Department of Human Services Releases Racial Equity Report

In late January 2021, the Department of Human Services (DHS) released its first Racial Equity Report. The report addresses DHS as an agency, the work DHS does for Pennsylvanians made vulnerable by racial and economic inequity, and its plans for addressing those inequities.  

DHS is working to make its internal practices anti-racist.  They established a steering committee in September 2020 to promote internal diversity and diversity in hiring practices. They are also considering an internal mentorship program.  Poverty disproportionately impacts non-White people, and people of color are disproportionately served by DHS-administered public assistance programs.  Accordingly, DHS is redesigning their employment and training programs to focus on how to better support their served populations and assist them in moving out of poverty. 

The report also covers DHS’ work in services and outward-facing initiatives in the areas of health equity, economic justice, early childhood education, child welfare, and juvenile justice. DHS is working with other commonwealth agencies to develop a statewide resource and referral tool, RISE PA.  The tool will connect people to services and supports that improve their health and well-being and address barriers in their lives.  In addition, DHS reaffirmed their commitment to review and strengthen early childhood education, juvenile justice, and child welfare systems to benefit people of color.  

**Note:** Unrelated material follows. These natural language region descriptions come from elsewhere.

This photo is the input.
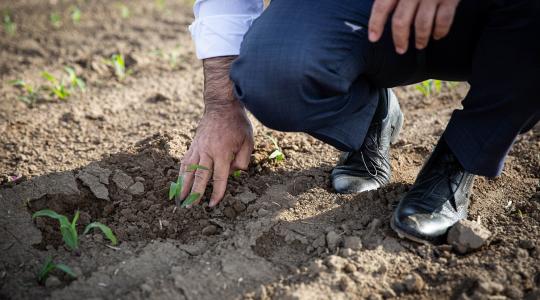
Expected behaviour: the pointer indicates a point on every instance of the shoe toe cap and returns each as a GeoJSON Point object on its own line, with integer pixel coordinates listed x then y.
{"type": "Point", "coordinates": [346, 184]}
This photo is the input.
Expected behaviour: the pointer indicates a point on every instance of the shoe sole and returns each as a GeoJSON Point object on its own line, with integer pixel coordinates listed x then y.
{"type": "Point", "coordinates": [403, 235]}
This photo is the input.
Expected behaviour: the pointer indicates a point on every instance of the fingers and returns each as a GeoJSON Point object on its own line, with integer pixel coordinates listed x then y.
{"type": "Point", "coordinates": [444, 18]}
{"type": "Point", "coordinates": [401, 24]}
{"type": "Point", "coordinates": [219, 181]}
{"type": "Point", "coordinates": [379, 14]}
{"type": "Point", "coordinates": [424, 23]}
{"type": "Point", "coordinates": [201, 177]}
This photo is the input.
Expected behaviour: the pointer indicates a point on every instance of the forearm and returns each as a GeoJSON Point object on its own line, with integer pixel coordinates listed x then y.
{"type": "Point", "coordinates": [218, 87]}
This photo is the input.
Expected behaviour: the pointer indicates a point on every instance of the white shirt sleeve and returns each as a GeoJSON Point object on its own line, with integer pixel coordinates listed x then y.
{"type": "Point", "coordinates": [220, 25]}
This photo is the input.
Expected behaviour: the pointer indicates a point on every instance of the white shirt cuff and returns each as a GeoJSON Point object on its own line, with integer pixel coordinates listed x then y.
{"type": "Point", "coordinates": [219, 35]}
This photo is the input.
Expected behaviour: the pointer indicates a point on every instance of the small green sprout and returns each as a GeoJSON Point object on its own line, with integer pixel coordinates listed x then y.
{"type": "Point", "coordinates": [124, 11]}
{"type": "Point", "coordinates": [56, 19]}
{"type": "Point", "coordinates": [68, 229]}
{"type": "Point", "coordinates": [10, 27]}
{"type": "Point", "coordinates": [58, 88]}
{"type": "Point", "coordinates": [426, 87]}
{"type": "Point", "coordinates": [31, 95]}
{"type": "Point", "coordinates": [176, 187]}
{"type": "Point", "coordinates": [277, 154]}
{"type": "Point", "coordinates": [105, 229]}
{"type": "Point", "coordinates": [74, 80]}
{"type": "Point", "coordinates": [49, 266]}
{"type": "Point", "coordinates": [119, 65]}
{"type": "Point", "coordinates": [76, 15]}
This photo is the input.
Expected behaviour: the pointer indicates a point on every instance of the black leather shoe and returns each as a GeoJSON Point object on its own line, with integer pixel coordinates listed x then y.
{"type": "Point", "coordinates": [438, 199]}
{"type": "Point", "coordinates": [369, 167]}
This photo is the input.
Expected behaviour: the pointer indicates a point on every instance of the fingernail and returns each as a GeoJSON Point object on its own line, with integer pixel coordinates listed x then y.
{"type": "Point", "coordinates": [372, 36]}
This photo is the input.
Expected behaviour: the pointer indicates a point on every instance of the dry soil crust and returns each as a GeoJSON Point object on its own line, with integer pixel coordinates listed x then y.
{"type": "Point", "coordinates": [280, 231]}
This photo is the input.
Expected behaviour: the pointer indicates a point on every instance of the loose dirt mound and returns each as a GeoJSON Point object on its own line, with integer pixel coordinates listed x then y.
{"type": "Point", "coordinates": [279, 233]}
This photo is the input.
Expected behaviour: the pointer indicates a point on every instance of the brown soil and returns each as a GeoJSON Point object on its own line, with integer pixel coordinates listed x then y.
{"type": "Point", "coordinates": [267, 238]}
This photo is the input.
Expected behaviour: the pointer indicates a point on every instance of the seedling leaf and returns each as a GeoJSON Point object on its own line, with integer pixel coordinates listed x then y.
{"type": "Point", "coordinates": [105, 229]}
{"type": "Point", "coordinates": [191, 199]}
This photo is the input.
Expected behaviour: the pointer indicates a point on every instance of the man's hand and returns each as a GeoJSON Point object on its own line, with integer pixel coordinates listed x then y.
{"type": "Point", "coordinates": [224, 139]}
{"type": "Point", "coordinates": [429, 16]}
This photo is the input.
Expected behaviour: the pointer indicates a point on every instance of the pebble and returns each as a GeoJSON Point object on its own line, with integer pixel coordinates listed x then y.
{"type": "Point", "coordinates": [229, 212]}
{"type": "Point", "coordinates": [239, 206]}
{"type": "Point", "coordinates": [466, 236]}
{"type": "Point", "coordinates": [332, 239]}
{"type": "Point", "coordinates": [346, 252]}
{"type": "Point", "coordinates": [136, 189]}
{"type": "Point", "coordinates": [414, 283]}
{"type": "Point", "coordinates": [350, 268]}
{"type": "Point", "coordinates": [316, 267]}
{"type": "Point", "coordinates": [335, 262]}
{"type": "Point", "coordinates": [122, 180]}
{"type": "Point", "coordinates": [246, 197]}
{"type": "Point", "coordinates": [209, 230]}
{"type": "Point", "coordinates": [352, 242]}
{"type": "Point", "coordinates": [263, 212]}
{"type": "Point", "coordinates": [52, 282]}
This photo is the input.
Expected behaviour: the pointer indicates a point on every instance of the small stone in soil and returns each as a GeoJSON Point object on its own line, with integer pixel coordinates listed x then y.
{"type": "Point", "coordinates": [209, 230]}
{"type": "Point", "coordinates": [332, 239]}
{"type": "Point", "coordinates": [122, 180]}
{"type": "Point", "coordinates": [414, 283]}
{"type": "Point", "coordinates": [52, 282]}
{"type": "Point", "coordinates": [137, 188]}
{"type": "Point", "coordinates": [352, 242]}
{"type": "Point", "coordinates": [466, 236]}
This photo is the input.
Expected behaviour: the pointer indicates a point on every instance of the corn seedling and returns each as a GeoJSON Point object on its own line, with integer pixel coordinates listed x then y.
{"type": "Point", "coordinates": [427, 87]}
{"type": "Point", "coordinates": [118, 63]}
{"type": "Point", "coordinates": [277, 154]}
{"type": "Point", "coordinates": [57, 87]}
{"type": "Point", "coordinates": [56, 20]}
{"type": "Point", "coordinates": [31, 95]}
{"type": "Point", "coordinates": [76, 15]}
{"type": "Point", "coordinates": [105, 229]}
{"type": "Point", "coordinates": [10, 27]}
{"type": "Point", "coordinates": [176, 188]}
{"type": "Point", "coordinates": [124, 11]}
{"type": "Point", "coordinates": [50, 266]}
{"type": "Point", "coordinates": [67, 229]}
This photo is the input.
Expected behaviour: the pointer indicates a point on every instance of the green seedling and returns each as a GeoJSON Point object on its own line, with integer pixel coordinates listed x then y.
{"type": "Point", "coordinates": [74, 80]}
{"type": "Point", "coordinates": [9, 26]}
{"type": "Point", "coordinates": [57, 88]}
{"type": "Point", "coordinates": [124, 11]}
{"type": "Point", "coordinates": [105, 229]}
{"type": "Point", "coordinates": [76, 15]}
{"type": "Point", "coordinates": [428, 87]}
{"type": "Point", "coordinates": [49, 266]}
{"type": "Point", "coordinates": [119, 65]}
{"type": "Point", "coordinates": [176, 188]}
{"type": "Point", "coordinates": [277, 154]}
{"type": "Point", "coordinates": [56, 20]}
{"type": "Point", "coordinates": [67, 229]}
{"type": "Point", "coordinates": [31, 95]}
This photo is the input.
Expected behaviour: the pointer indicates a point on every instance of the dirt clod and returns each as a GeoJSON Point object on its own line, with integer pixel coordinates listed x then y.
{"type": "Point", "coordinates": [466, 236]}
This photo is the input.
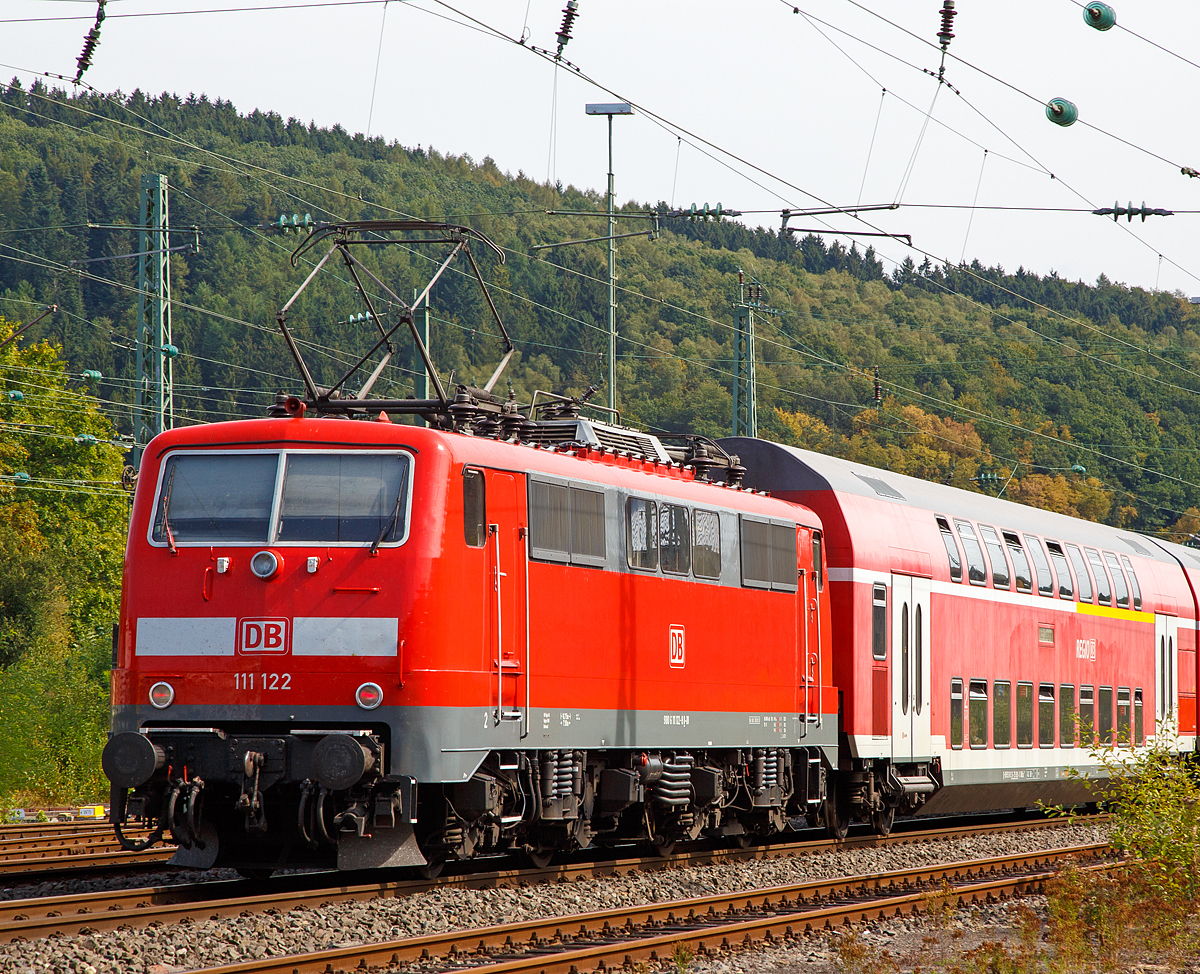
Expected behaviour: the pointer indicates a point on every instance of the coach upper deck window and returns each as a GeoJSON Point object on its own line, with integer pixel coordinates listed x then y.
{"type": "Point", "coordinates": [1000, 578]}
{"type": "Point", "coordinates": [976, 569]}
{"type": "Point", "coordinates": [1060, 565]}
{"type": "Point", "coordinates": [1133, 582]}
{"type": "Point", "coordinates": [1020, 563]}
{"type": "Point", "coordinates": [1081, 576]}
{"type": "Point", "coordinates": [641, 533]}
{"type": "Point", "coordinates": [1103, 590]}
{"type": "Point", "coordinates": [952, 549]}
{"type": "Point", "coordinates": [1045, 581]}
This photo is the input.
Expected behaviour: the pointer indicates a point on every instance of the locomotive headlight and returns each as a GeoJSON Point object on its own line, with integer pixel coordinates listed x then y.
{"type": "Point", "coordinates": [265, 565]}
{"type": "Point", "coordinates": [162, 695]}
{"type": "Point", "coordinates": [369, 696]}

The report’s section on health equity is of particular interest; there are significant racial health disparities in Pennsylvania.  Statistical examples of these disparities abound.  Black women are three times more likely to die in childbirth than White women.  Black newborns in Pennsylvania are 13% less likely to receive the recommended number of well-child visits within their first fifteen months than White newborns.  Seven percent of Black Pennsylvanians were uninsured in 2018, as compared five percent of White Pennsylvanians. Life expectancy is strongly linked to zip code; for example, newborn babies in North Philadelphia have a life expectancy of 68 years, but just five miles south, newborns can be expected to live to 88.  

To remedy such disparities, DHS is working with HealthChoices physical health, behavioral health, and long-term services and supports managed care organizations (MCOs), providers across the health care system, and community organizations to shift their care provision approach. Newly established Regional Accountable Health Councils will conduct data analysis to uncover gaps, opportunities, and trends by race and then propose regional transformation plans to address social determinants and health inequities.  This is occurring across physical health, behavioral health, long-term services and supports, and programs serving people with intellectual disabilities and autism. 

Furthermore, DHS is seeking to refine their existing data infrastructure to facilitate continuous monitoring of racial disparities. Their goal is to coordinate responses and hold to benchmark data, goals, and progress of initiatives as they are implemented.  

DHS Secretary Teresa Miller noted, “This report is our commitment to making DHS an actively anti-racist organization where we can start to do our part to reverse centuries of inequity that many still experience every day...The more than 3 million people DHS serves, our nearly 16,000 employees, and the citizens of the Commonwealth of Pennsylvania as a whole deserve this.”